Dual-Domain Fusion for Semi-Supervised Learning

TL;DR

This work tackles the challenge of limited labeled data for time-series classification by introducing Dual-Domain Fusion (DDF), a model-agnostic semi-supervised framework that leverages both time-domain and time-frequency representations through a tri-model architecture. During training, separate time-domain and time-frequency classifiers collaborate with a fusion module to produce high-quality pseudo-labels, improving learning from unlabeled data, while inference remains efficient by using only the time-domain path. The approach is demonstrated on two bearing fault datasets (KAIST and SQV), where DDF achieves substantial accuracy gains (8–46%) over strong SSL baselines across varying amounts of unlabeled data and noise levels. The deployment strategy further enables cloud-based training with edge-friendly inference, making DDF particularly suitable for real-time fault diagnosis in resource-constrained environments. Overall, DDF provides a general, deployment-aware strategy to harness cross-domain information for SSL in time-series applications.

Abstract

Labeled time-series data is often expensive and difficult to obtain, making it challenging to train accurate machine learning models for real-world applications such as anomaly detection or fault diagnosis.
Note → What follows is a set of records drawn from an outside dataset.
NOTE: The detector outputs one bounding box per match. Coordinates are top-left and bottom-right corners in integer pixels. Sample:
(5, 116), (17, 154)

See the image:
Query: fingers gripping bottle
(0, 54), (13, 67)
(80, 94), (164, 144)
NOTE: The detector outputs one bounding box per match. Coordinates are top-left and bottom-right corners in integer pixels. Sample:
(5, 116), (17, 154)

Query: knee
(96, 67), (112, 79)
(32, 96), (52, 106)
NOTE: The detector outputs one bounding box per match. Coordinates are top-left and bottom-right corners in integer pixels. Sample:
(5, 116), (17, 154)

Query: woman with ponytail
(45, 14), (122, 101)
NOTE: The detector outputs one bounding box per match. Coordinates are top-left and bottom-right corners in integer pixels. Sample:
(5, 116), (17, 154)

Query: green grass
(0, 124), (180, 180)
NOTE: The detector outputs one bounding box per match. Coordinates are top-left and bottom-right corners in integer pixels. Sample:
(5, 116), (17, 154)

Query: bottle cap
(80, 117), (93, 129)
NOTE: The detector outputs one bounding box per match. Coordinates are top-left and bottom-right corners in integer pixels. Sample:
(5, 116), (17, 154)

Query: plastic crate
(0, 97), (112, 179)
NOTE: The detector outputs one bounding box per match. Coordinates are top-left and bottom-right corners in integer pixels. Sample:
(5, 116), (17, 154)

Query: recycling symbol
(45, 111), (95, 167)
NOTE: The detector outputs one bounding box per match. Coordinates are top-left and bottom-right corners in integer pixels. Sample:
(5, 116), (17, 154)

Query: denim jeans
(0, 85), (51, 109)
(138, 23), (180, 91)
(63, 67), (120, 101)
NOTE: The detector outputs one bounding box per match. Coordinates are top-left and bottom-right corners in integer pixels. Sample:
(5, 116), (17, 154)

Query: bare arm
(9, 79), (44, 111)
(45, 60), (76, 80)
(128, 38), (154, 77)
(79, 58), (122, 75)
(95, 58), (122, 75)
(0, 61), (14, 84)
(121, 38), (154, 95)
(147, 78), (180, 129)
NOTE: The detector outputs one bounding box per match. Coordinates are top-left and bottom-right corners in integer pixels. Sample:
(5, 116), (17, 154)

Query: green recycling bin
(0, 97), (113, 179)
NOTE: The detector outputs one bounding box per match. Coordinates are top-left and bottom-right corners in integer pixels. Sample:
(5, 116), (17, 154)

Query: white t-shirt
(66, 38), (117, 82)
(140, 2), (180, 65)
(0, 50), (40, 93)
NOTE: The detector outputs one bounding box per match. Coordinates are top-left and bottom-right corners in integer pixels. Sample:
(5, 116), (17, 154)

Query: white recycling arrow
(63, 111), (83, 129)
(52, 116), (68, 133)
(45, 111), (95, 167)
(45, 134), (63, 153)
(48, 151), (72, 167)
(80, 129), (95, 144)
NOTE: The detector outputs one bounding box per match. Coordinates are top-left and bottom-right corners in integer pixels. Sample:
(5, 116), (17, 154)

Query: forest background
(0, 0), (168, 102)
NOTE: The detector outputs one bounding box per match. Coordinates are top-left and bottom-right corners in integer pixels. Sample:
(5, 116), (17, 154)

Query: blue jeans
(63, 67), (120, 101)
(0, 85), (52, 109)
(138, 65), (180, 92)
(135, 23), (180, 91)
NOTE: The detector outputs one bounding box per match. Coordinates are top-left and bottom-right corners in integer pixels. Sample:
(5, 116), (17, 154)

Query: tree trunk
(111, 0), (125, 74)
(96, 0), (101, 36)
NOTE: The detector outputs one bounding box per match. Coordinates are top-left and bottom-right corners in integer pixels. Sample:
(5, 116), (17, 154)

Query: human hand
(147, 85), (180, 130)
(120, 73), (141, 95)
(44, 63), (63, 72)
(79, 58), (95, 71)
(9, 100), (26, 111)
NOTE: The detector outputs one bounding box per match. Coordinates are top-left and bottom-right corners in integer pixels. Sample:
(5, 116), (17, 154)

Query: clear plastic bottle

The scarcity of labeled samples limits model generalization and leaves valuable unlabeled data underutilized. We propose Dual-Domain Fusion (DDF), a new model-agnostic semi-supervised learning (SSL) framework applicable to any time-series signal. DDF performs dual-domain training by combining the one-dimensional time-domain signals with their two-dimensional time-frequency representations and fusing them to maximize learning performance. Its tri-model architecture consists of time-domain, time-frequency, and fusion components, enabling the model to exploit complementary information across domains during training. To support practical deployment, DDF maintains the same inference cost as standard time-domain models by discarding the time-frequency and fusion branches at test time. Experimental results on two public fault diagnosis datasets demonstrate substantial accuracy improvements of 8-46% over widely used SSL methods FixMatch, MixMatch, Mean Teacher, Adversarial Training, and Self-training. These results show that DDF provides an effective and generalizable strategy for semi-supervised time-series classification.

Figures (5)

• Figure 1: The overall schematic of our proposed Dual-Domain Fusion method that combines the time and time-frequency models with a decision fusion model to generate more accurate and reliable predictions.
• Figure 2: The testing accuracies of the proposed Dual-Domain fusion and comparison techniques. Averaged results are depicted across the different SNR levels along with their corresponding 95% confidence intervals and relative gains in performance.
• Figure 3: The relationship between the number of training samples and the testing performance for our Dual-Domain Fusion and comparison methods. The results show the averaged testing accuracy $\pm$ standard deviation when utilizing the clean data in each case study.
• Figure 4: T-SNE results of the KAIST case study using clean data.
• Figure 5: T-SNE results of the SQV case study using clean data.